Lorsqu’il nous arrive, comme photographes, de réaliser des diaporamas ou autres montages animés à l’aide de nos photographies, se pose rapidement la question de la bande sonore.

Pour ma part, j’ai “résolu” le problème en collaborant avec un ami, auteur-compositeur de blues dont j’apprécie la musique, et à qui je demande systématiquement son accord, en rappelant bien entendu son nom à chaque utilisation d’une de ses chansons, et en renvoyant à son site internet.

Mais au vu des règles très particulières qui s’appliquent en la matière, j’ai proposé à un de mes confrères, plus habitué aux litiges relatifs à la propriété intellectuelle des oeuvres musicales, de nous expliquer l’état actuel des règles en la matière : droit moral, droit de synchronisation, utilisation de l’oeuvre ou modification de celle-ci….

Toutes des notions que doivent garder à l’esprit les photographes au moment de mettre en musique leurs propres créations.  Car il va de soi, bien sûr, qu’il n’est pas question d’utiliser les photos d’autrui sans l’accord de leur auteur, mais ceci est une autre question.

Revenons à notre musique…

Je laisse la parole (ou plutôt la plume) à Me Nicolas REBBOT, avocat au Barreau de Paris, que je remercie vivement pour son utile contribution au blog.

« LA MUSIQUE ET L’IMAGE : UN BEAU MARIAGE ! »

 

Le titre de cet article n’est évidemment pas anodin.

Il est aujourd’hui en effet des plus courants d’allier le visuel et l’auditif, une ou des images (fixes ou animées) et un son, ou plus singulièrement, une musique.

Originale ou préexistante, celle-ci sert évidemment à illustrer un film, un diaporama, ou autre, pour rendre la chose plus attractive et créer un ensemble artistique, une œuvre nouvelle, née de l’alliance de 2 autres œuvres distinctes.

J’évacuerai la question tenant à l’alliance d’une musique, originale, commandée expressément par le producteur des images, avec celles-ci.
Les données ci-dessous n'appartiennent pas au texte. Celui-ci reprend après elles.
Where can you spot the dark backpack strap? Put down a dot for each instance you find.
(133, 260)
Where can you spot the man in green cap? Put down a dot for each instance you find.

En effet, il y aura ici classiquement un contrat de commande passé avec le compositeur et l’auteur (le cas échéant) de la musique, avec une cession de droits et une rémunération proportionnelle négociée. Si cet ensemble artistique doit faire l’objet d’une exploitation assez large, la gestion de l’exploitation collective sera confiée à la SACEM pour plus de simplicité, si tant est que les créateurs de l’œuvre musicale commandée spécialement sont membres de cette société de gestion.

Revenons à mon titre.

Lorsqu’il s’agit d’une musique préexistante, son alliance avec des images n’est pas sans conséquences juridiques et nécessitent bien entendu une clarification des droits qui supposent le plus souvent un paiement de redevance aux ayants-droit de cette musique.

Il s’agit donc bien d’un mariage puisque le consentement des ayants-droit de la musique est nécessaire. Ce consentement est évidemment rarement gratuit et suppose le versement d’une contrepartie financière…

Il faut donc bien organiser un beau mariage !

La mise en œuvre d’un tel mariage s’appuie sur la notion, couramment appelée par les praticiens, du droit dit de « synchronisation ».

Ce droit ne dispose, en droit français, d’aucune existence juridique.

Il est une déclinaison, sémantique en quelque sorte, du droit de reproduction, attribut du droit patrimonial de l’auteur.

Les contrats permettant l’incorporation d’une musique au sein d’une œuvre audiovisuelle (images fixes ou animées) présentent diverses formes allant du simple échange de lettres au contrat autorisant formellement la fixation de l’œuvre musicale à des fins cinématographiques, publicitaires…

Encore faut-il savoir avec qui conclure ces contrats ou alors à qui s’adresser pour synchroniser une ou des musiques préexistantes avec une œuvre audiovisuelle ?

En cas d’utilisation d’une œuvre musicale préexistante pour sonoriser une œuvre audiovisuelle, les éditeurs de musique (cessionnaires des droits patrimoniaux du compositeur et/ou de l’auteur via un contrat de cession et d’édition d’œuvre musicale) perçoivent une rémunération au titre du droit de « synchronisation », partagée avec l’auteur et/ou le compositeur selon la clé de répartition stipulée au contrat, qui constitue la rémunération de l’autorisation d’incorporer une musique préexistante dans une œuvre audiovisuelle.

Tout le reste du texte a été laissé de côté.